Home

Awesome

TinyInt.jl

Build Status

TinyInt.jl is a Julia package for compressing integer vectors very quickly. Elements of the compressed integer vector can be accessed just as you would with a normal vector.

Requirements

Instalation

julia> Pkg.add("TinyInt")
julia> Pkg.test("TinyInt")

What is TinyInt.jl?

TinyInt.jl quickly compresses and decompresses vectors of unsigned integers.

using TinyInt

x = rand(1:100, 20000000)
tinyx = pack(x)
Base.summarysize(x)
# 160000000
Base.summarysize(tinyx)
# 19531282

Compression is fairly fast.

function pack_example(x)
  tinyx = pack(x)
end

x = rand(1:100, 20000000)
@time pack_example(x)
# 0.043057 seconds (156.52 k allocations: 32.373 MiB)

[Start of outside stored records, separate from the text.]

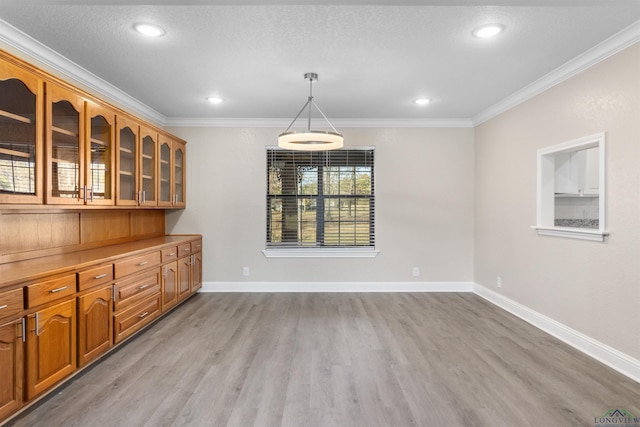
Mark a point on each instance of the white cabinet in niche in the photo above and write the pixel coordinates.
(577, 172)
(571, 196)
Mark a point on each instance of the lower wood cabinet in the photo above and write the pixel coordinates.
(54, 324)
(95, 328)
(169, 285)
(184, 278)
(196, 271)
(128, 321)
(11, 367)
(51, 346)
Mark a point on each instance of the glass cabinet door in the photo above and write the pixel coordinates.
(21, 154)
(164, 171)
(179, 172)
(148, 165)
(65, 134)
(100, 155)
(126, 161)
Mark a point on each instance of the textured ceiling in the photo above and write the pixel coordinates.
(373, 58)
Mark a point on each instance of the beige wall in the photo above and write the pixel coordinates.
(424, 207)
(591, 287)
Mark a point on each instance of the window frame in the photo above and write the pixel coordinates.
(546, 172)
(320, 250)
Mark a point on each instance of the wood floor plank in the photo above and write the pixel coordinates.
(339, 359)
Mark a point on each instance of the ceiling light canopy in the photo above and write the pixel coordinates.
(487, 31)
(148, 29)
(310, 140)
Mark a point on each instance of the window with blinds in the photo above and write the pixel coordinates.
(320, 198)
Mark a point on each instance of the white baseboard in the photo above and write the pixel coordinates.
(611, 357)
(337, 287)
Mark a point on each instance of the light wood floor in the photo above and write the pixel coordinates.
(379, 359)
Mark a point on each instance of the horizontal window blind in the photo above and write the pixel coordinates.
(320, 198)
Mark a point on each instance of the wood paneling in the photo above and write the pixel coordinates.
(147, 223)
(24, 233)
(103, 225)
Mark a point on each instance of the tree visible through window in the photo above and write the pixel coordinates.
(320, 198)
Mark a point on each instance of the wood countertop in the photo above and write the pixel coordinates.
(16, 274)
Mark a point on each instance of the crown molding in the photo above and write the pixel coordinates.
(24, 46)
(614, 44)
(338, 123)
(28, 48)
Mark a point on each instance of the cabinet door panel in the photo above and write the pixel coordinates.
(11, 368)
(100, 157)
(21, 135)
(94, 324)
(169, 285)
(51, 346)
(184, 278)
(65, 146)
(196, 272)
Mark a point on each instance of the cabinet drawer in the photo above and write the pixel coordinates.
(129, 321)
(11, 303)
(137, 263)
(169, 254)
(134, 289)
(184, 250)
(50, 290)
(95, 276)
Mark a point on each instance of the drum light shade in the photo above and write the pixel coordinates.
(310, 140)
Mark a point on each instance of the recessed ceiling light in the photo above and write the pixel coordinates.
(421, 101)
(148, 29)
(487, 31)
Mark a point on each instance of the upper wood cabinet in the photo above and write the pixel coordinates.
(79, 147)
(172, 173)
(148, 167)
(65, 146)
(62, 146)
(127, 137)
(21, 131)
(100, 154)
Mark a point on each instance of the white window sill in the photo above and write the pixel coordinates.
(572, 233)
(320, 253)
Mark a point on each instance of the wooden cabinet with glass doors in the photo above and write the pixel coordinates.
(79, 140)
(100, 156)
(128, 132)
(148, 167)
(21, 144)
(172, 173)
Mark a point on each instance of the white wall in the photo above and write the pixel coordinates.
(424, 207)
(591, 287)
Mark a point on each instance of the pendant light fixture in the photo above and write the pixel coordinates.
(310, 140)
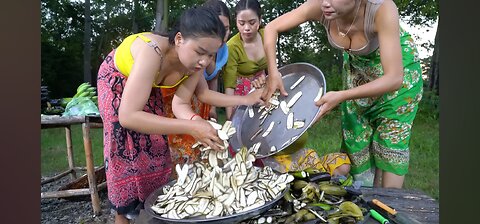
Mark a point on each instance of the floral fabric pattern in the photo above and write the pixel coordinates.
(376, 130)
(136, 164)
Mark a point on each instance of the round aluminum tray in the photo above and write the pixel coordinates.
(235, 218)
(280, 136)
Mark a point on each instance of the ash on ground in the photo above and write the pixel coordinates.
(72, 210)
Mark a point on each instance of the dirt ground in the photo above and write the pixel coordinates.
(72, 210)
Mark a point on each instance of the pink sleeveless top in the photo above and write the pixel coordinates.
(371, 37)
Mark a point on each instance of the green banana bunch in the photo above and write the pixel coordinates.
(86, 90)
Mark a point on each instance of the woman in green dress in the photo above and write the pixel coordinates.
(382, 82)
(246, 58)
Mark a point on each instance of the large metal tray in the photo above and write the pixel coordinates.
(304, 108)
(235, 218)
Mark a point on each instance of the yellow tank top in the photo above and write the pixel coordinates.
(123, 58)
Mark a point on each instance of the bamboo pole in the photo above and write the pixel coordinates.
(92, 183)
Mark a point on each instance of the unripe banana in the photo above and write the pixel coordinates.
(81, 91)
(84, 94)
(82, 85)
(91, 89)
(91, 94)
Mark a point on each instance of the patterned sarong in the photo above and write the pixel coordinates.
(136, 164)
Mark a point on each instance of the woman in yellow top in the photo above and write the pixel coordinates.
(136, 155)
(246, 58)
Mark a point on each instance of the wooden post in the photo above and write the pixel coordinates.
(92, 183)
(71, 165)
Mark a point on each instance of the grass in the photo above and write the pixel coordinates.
(325, 137)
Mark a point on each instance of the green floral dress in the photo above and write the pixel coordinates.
(376, 131)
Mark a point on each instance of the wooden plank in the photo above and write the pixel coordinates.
(51, 120)
(414, 203)
(56, 177)
(71, 164)
(90, 170)
(66, 193)
(70, 193)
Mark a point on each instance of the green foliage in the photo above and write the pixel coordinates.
(418, 11)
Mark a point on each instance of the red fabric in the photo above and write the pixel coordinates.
(136, 163)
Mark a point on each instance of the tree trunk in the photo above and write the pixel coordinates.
(434, 67)
(161, 16)
(87, 73)
(134, 17)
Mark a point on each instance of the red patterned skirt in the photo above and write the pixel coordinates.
(136, 164)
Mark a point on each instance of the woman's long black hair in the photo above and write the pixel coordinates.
(197, 22)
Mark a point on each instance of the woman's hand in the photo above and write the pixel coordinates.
(259, 82)
(213, 112)
(329, 101)
(203, 132)
(254, 97)
(274, 82)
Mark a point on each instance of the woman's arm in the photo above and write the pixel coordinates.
(135, 96)
(213, 85)
(388, 28)
(310, 10)
(215, 98)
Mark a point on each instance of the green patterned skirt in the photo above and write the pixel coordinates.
(376, 131)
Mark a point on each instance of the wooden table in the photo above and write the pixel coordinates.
(87, 122)
(414, 203)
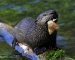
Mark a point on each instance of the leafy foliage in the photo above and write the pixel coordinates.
(54, 55)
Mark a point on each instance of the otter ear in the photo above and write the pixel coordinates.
(52, 26)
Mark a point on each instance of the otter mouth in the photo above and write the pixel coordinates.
(52, 26)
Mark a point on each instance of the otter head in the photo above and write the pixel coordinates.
(48, 18)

Decompression is very fast.

function unpack_example(tinyx, out)
  unpack!(tinyx, out)
end

tinyx = pack(rand(1:100, 20000000))
out = zeros(UInt32, 20000000)
@time unpack_example(tinyx, out)
# 0.010429 seconds (5 allocations: 784 bytes)

Additionally, individual elements can be selected, but with a bit of CPU overhead.

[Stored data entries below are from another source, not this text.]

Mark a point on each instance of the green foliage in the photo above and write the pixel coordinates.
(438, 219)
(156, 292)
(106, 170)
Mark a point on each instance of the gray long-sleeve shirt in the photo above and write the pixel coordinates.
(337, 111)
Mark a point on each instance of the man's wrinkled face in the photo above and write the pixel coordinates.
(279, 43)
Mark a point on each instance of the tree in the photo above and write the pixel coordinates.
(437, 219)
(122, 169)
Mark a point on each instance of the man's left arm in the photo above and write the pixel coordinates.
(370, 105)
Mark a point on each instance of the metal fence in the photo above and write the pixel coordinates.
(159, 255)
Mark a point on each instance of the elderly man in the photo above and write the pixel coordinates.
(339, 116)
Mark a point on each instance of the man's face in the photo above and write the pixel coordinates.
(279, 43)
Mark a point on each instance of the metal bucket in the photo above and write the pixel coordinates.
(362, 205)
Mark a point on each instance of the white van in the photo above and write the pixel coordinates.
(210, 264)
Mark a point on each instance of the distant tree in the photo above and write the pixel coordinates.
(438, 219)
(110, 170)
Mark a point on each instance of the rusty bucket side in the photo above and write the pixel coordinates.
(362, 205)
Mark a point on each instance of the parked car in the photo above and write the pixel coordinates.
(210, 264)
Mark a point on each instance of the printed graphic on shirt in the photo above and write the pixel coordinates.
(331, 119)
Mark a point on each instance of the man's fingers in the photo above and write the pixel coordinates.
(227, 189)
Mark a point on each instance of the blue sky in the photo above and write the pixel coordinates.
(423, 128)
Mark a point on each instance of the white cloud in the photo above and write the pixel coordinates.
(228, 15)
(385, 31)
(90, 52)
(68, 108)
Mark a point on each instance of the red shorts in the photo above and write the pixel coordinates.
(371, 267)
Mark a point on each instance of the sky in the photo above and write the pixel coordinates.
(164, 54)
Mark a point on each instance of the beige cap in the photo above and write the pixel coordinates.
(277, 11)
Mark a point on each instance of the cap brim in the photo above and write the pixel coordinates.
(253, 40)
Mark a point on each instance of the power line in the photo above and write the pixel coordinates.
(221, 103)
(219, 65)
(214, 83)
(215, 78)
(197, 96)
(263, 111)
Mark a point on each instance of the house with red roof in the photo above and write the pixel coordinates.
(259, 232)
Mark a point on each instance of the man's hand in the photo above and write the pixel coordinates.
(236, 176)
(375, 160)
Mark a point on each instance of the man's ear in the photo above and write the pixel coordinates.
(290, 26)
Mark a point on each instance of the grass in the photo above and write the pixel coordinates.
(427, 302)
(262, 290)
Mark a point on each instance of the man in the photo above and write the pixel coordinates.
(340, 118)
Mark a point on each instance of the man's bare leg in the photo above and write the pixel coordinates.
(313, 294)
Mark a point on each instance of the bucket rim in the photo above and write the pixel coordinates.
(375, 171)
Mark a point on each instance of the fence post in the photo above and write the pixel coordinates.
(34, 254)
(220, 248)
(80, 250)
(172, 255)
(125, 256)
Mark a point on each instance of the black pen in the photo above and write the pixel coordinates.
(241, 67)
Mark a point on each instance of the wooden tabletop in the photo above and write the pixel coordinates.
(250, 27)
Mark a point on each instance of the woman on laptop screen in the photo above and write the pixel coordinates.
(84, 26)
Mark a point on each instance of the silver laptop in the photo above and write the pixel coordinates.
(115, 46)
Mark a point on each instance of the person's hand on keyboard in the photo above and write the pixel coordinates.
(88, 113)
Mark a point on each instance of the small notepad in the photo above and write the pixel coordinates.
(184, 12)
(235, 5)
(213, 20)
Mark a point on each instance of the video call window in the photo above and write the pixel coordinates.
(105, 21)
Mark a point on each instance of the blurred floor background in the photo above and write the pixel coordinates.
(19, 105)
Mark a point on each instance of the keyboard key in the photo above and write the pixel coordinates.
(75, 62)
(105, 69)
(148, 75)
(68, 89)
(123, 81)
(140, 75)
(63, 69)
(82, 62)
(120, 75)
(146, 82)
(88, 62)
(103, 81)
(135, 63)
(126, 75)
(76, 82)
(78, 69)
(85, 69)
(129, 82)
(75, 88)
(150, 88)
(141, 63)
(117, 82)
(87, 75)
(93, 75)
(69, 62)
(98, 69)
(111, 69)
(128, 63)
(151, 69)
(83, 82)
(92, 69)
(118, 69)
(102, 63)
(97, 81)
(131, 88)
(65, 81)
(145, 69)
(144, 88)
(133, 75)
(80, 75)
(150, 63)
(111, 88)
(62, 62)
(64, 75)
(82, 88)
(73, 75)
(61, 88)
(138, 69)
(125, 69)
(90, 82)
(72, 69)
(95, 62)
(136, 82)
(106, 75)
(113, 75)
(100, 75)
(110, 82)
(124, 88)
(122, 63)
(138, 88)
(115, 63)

function select_example(x)
  y = 0
  for i = 1:length(x)
    y += x[i]
  end
end

x = rand(1:100, 20000000)
tinyx = pack(x)
@time select_example(x)
# 0.009573 seconds (4 allocations: 160 bytes)
@time select_example(tinyx)
# 0.168778 seconds (4 allocations: 160 bytes)

These times are from a quad-core Intel® Core™ i7-4790 CPU @ 3.60GHz

Functions

FunctionDescription
pack(x)Compresses integer vector and outputs compressed integer vector.
unpack(tinyx)Decompresses integer vector and outputs decompressed integer vector.
unpack!(tinyx, out)Decompresses integer vector, storing decompressed integers into out.
tinyx[i]Outputs the i'th integer from a compressed vector.
length(tinyx)Outputs the number of elements in a compressed vector.

Low-level Functions

These functions are provided in order to give developers low-level access to the chunks of the compressed array.

Function                                         Description
unpack(tinyx, chunk)Decompresses an integer vector chunk and outputs decompressed integer vector chunk.
unpack!(tinyx, out, chunk)Decompresses an integer vector chunk, storing decompressed integers into out. <br />Important! Ensure out is a contiguous array of 128 UInt32 integers. This function performs no bounds checking and is intended for speed critical applications.

Notes

References

This Julia package uses the Frame-of-Reference compression code from the SIMDComp library.